L’autocrazia zarista nel primo decennio del Novecento è afflitta da tre grandi problemi: la questione contadina, il mancato sviluppo industriale e il sistema politico illiberale. Oltre l’80 percento dei 170 milioni di abitanti che popolano la Russia nel 1913 vive nelle campagne e i rapporti che legano i contadini con i proprietari terrieri sono ancora di tipo feudale. Le carenze strutturali dell’agricoltura si riflettono sullo sviluppo industriale. La difficoltà della nascita di un ceto medio borghese di estrazione urbana, la mancanza di una borghesia imprenditrice e la scarsezza dei capitali fanno sì che la nascita delle prime manifatture sia frutto delle commesse statali e dei capitali esteri. Lo sviluppo industriale russo riceve infatti un impulso decisivo dalla politica di Sergej Vitte (1849-1915), ministro delle Finanze dal 1892 al 1903, che moltiplica gli investimenti pubblici, soprattutto in campo petrolifero (nei territori transcaucasici) e in quello ferroviario (la Transiberiana si conclude nel 1904). Sebbene nei primi anni del Novecento si assista a un timido sviluppo della siderurgia, il complesso delle strutture industriali è concentrato solo in alcune zone del Paese, soprattutto a Pietroburgo e a Mosca, e la classe operaia rappresenta una striminzita porzione della popolazione (una cifra che oscilla tra i 4 e i 5 milioni). Lo sviluppo economico russo, dunque, se confrontato con i sistemi industriali delle potenze europee denota una condizione di consistente arretratezza e la Russia, all’inizio del Novecento, ha il maggior tasso europeo di analfabetismo e di mortalità infantile.

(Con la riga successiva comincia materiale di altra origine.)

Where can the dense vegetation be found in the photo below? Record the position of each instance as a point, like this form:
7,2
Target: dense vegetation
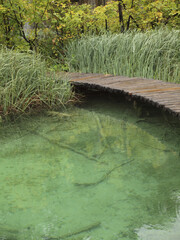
26,85
153,54
87,35
46,25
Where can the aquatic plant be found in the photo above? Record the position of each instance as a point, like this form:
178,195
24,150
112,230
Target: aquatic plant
152,54
26,84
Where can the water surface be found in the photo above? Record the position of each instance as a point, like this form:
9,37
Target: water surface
102,172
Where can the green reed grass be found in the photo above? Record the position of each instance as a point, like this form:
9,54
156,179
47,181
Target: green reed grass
152,54
26,84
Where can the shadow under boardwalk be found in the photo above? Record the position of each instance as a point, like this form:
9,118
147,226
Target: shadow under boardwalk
159,93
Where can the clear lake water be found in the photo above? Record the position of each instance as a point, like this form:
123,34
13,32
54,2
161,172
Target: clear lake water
106,170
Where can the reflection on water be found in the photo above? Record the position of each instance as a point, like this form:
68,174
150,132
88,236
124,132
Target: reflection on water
101,173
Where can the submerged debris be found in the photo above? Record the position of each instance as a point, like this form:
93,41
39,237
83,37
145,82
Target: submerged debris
84,229
104,177
58,115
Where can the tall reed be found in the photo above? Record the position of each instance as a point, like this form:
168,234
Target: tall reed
26,84
152,54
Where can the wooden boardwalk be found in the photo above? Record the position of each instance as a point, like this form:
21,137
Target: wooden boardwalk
158,93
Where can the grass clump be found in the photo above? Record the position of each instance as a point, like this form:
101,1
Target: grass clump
152,54
26,85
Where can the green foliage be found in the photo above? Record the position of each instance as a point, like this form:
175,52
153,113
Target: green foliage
46,26
26,84
153,54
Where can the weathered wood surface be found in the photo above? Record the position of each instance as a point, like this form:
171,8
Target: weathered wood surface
159,93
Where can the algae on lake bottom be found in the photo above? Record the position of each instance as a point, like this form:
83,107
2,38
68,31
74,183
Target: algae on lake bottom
47,163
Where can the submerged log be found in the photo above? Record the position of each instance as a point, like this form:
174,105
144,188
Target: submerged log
104,177
71,234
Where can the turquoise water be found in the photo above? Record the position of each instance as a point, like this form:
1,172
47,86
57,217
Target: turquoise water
104,171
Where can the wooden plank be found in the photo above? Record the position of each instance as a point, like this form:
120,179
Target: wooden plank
166,95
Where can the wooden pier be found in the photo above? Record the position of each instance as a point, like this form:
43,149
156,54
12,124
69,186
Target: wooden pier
158,93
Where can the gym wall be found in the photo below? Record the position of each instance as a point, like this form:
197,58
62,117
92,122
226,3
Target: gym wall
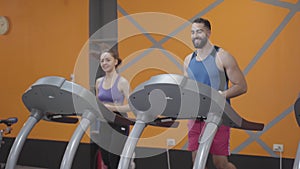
46,38
262,35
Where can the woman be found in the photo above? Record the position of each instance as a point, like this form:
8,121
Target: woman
112,90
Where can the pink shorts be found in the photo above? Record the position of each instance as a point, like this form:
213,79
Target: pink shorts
220,144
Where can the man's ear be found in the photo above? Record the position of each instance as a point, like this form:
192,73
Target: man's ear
208,33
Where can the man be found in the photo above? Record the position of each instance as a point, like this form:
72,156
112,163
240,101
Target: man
215,67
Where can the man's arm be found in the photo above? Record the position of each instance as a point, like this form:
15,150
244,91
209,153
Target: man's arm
234,73
186,64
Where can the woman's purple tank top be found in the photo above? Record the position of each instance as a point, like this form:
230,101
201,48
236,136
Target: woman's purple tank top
112,95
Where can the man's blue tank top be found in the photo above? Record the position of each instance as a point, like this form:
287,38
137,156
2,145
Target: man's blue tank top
207,72
112,95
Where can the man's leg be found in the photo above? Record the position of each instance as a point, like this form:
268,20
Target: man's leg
221,162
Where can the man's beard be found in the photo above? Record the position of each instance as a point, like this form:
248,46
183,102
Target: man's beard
202,43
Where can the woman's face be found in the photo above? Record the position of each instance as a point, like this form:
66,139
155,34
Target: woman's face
108,62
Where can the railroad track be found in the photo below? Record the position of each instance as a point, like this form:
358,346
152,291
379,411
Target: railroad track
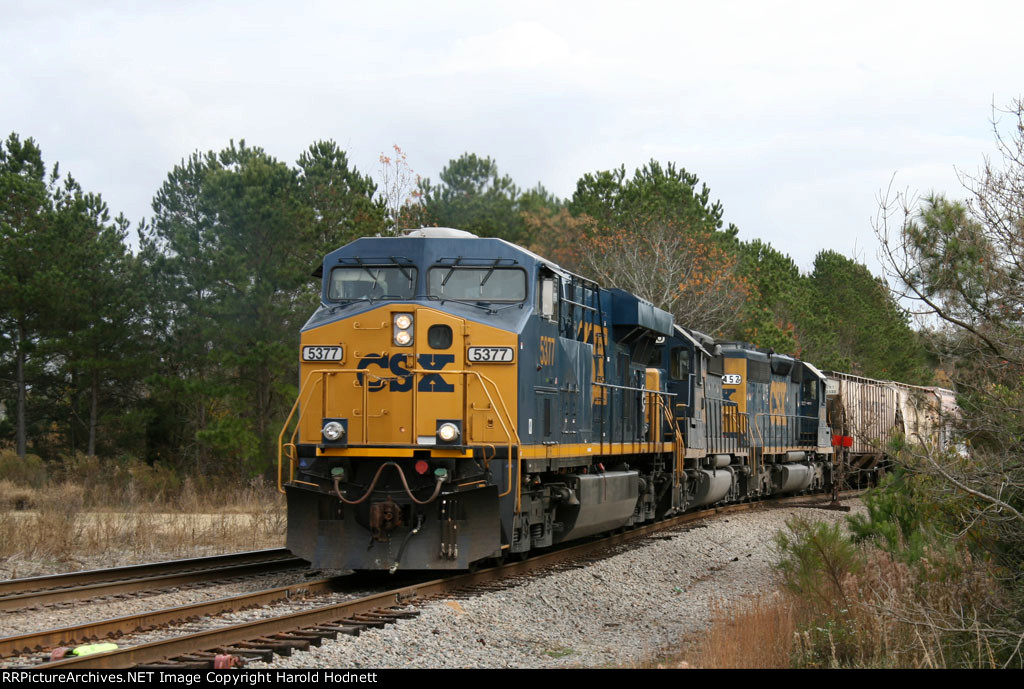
299,630
40,591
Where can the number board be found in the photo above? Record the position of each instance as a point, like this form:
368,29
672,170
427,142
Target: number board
491,354
322,353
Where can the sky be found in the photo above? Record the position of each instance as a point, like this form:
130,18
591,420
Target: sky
797,115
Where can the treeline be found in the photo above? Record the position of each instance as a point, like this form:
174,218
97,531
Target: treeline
182,351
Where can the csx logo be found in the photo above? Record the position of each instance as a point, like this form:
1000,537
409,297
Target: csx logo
400,379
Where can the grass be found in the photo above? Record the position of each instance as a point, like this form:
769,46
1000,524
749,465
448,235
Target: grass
61,526
840,605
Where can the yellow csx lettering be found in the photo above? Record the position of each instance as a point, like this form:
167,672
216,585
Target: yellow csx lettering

Il sistema politico zarista, privo delle istituzioni democratico-borghesi diffuse in tutta Europa nel corso del XIX secolo, ha un evidente deficit di rappresentanza democratica che porta alle timide richieste dell’opposizione liberale o alla violenta propaganda rivoluzionaria. I nobili liberali e la borghesia dei distretti (zemstov) iniziano a organizzarsi per chiedere le riforme istituzionali e danno vita nel 1903 alla Lega della Liberazione, primo nucleo del Partito Costituzionale Democratico che sorgerà nel 1905 (i Cadetti). La classe operaia è invece influenzata dall’attività del Partito Operaio Socialdemocratico (POSDR), di stretta osservanza marxista, fondato nel 1898 da Georgij Plechanov (1856-1918) e che nel 1903 subisce una scissione dividendosi in due formazioni politiche: quella bolscevica (la maggioranza) guidata da Lenin e quella menscevica (la minoranza) capeggiata da Martov (1873-1923). Fra i contadini riscuote un certo seguito il Partito Socialista Rivoluzionario fondato nel 1900 dall’incontro tra la tradizione anarchica e quella populista. Il pope Georgij Gapon (1873-1906), infine, predica con un buon seguito popolare una sorta di “socialismo cristiano”.

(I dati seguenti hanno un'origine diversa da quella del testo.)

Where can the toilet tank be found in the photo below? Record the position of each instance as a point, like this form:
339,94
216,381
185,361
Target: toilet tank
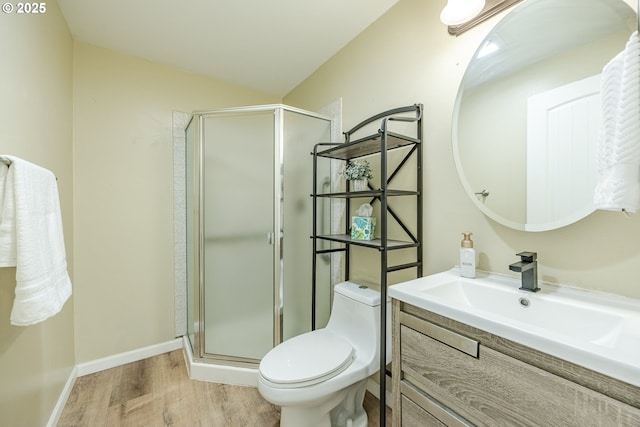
355,314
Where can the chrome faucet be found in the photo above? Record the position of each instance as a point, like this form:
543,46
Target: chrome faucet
528,266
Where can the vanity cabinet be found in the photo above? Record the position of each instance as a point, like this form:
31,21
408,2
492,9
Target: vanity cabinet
447,373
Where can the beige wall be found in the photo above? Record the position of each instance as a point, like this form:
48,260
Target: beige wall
123,153
36,111
407,57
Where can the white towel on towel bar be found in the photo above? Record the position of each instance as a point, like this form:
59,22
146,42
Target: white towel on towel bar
31,217
618,185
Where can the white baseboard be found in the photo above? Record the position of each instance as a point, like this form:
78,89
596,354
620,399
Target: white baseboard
223,374
128,357
62,399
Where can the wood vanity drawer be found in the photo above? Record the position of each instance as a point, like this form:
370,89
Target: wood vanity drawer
420,410
494,389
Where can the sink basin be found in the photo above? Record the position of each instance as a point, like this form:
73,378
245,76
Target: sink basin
596,330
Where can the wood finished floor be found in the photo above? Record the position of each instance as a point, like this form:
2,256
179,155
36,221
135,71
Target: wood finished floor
158,392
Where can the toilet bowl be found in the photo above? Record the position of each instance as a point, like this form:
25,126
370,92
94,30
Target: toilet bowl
319,378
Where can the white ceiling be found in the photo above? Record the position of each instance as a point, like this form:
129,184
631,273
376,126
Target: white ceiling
267,45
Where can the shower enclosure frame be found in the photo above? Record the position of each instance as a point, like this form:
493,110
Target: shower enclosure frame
276,237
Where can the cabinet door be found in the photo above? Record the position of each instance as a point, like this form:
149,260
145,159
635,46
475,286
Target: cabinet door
494,389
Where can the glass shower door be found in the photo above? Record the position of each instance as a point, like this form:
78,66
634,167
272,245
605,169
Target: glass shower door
238,224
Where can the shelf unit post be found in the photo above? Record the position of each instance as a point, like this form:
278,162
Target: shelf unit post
379,143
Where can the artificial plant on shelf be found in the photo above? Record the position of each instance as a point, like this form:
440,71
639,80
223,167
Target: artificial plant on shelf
358,171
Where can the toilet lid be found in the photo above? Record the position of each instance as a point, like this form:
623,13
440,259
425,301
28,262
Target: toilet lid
307,359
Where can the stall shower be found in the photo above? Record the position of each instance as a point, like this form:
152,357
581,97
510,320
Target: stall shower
248,225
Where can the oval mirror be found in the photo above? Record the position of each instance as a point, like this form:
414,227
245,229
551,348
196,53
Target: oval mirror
527,115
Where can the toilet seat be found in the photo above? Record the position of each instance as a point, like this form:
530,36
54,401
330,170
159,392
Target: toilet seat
307,359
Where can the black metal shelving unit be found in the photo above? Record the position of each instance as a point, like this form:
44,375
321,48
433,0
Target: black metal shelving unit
379,143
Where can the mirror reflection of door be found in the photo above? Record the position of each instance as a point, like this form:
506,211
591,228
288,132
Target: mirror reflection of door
562,147
539,46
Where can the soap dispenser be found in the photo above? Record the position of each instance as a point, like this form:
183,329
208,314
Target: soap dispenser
467,256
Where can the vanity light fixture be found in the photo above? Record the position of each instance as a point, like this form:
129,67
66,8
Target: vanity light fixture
457,12
489,8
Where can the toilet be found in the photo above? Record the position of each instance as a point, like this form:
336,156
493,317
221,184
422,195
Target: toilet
319,378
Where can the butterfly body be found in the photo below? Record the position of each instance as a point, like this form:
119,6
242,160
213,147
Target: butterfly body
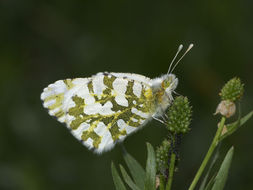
105,108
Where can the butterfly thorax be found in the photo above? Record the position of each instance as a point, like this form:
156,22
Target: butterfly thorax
162,88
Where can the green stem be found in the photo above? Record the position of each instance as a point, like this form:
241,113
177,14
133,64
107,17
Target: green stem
208,154
171,171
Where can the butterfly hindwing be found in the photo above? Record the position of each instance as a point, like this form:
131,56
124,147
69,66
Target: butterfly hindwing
103,109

Dal 1894, dopo la guerra vittoriosa dell’esercito nipponico contro l’agonizzante impero cinese, il Giappone è in diretta concorrenza con l’autocrazia zarista per il controllo delle regioni del Nord-Est della Cina. Nel 1903, con la ferma convinzione di una facile quanto inevitabile vittoria contro l’Impero del Sol Levante, la Russia rifiuta la proposta giapponese di stipulare un accordo per la spartizione della Manciuria. Nel febbraio del 1904, però, senza alcuna dichiarazione di guerra, la flotta nipponica attacca quella russa nel Mar Giallo e la stringe d’assedio. La guerra russo-giapponese (febbraio 1904-settembre 1905) si risolve in un disastro per le forze zariste che vengono battute in terra (a Mukden in Manciuria) e sul mare (presso l’isola di Tsushima).
La serie di sconfitte militari durante tutto il 1904 e il rincaro dei generi di prima necessità acuiscono le tensioni sociali soprattutto nei grandi agglomerati urbani della Russia dove si addensano gli insediamenti industriali. Gli scioperi e i disordini si susseguono in tutto il Paese. Il 22 gennaio 1905, a Pietroburgo, una manifestazione popolare di 150 mila persone guidata dal pope Gapon si reca al palazzo d’Inverno per chiedere riforme istituzionali e provvedimenti a favore degli operai e contadini. Le truppe zariste sparano sui dimostranti uccidendo 130 persone e ferendone duemila. La brutale repressione della "domenica di sangue" scatena un’ondata di agitazioni e di sommosse in tutto il Paese, dalle città alle campagne. In maggio si ammutinano i marinai della corazzata Potemkin, poco dopo si ribellano le guarnigioni militari di Kronstadt e Sebastopoli. Tra la primavera e l’autunno del 1905 la Russia vive una profonda crisi istituzionale acuita dalla nascita, in molte città, dei soviet (consigli), rappresentanze popolari elette sui luoghi di lavoro costituite da membri continuamente revocabili.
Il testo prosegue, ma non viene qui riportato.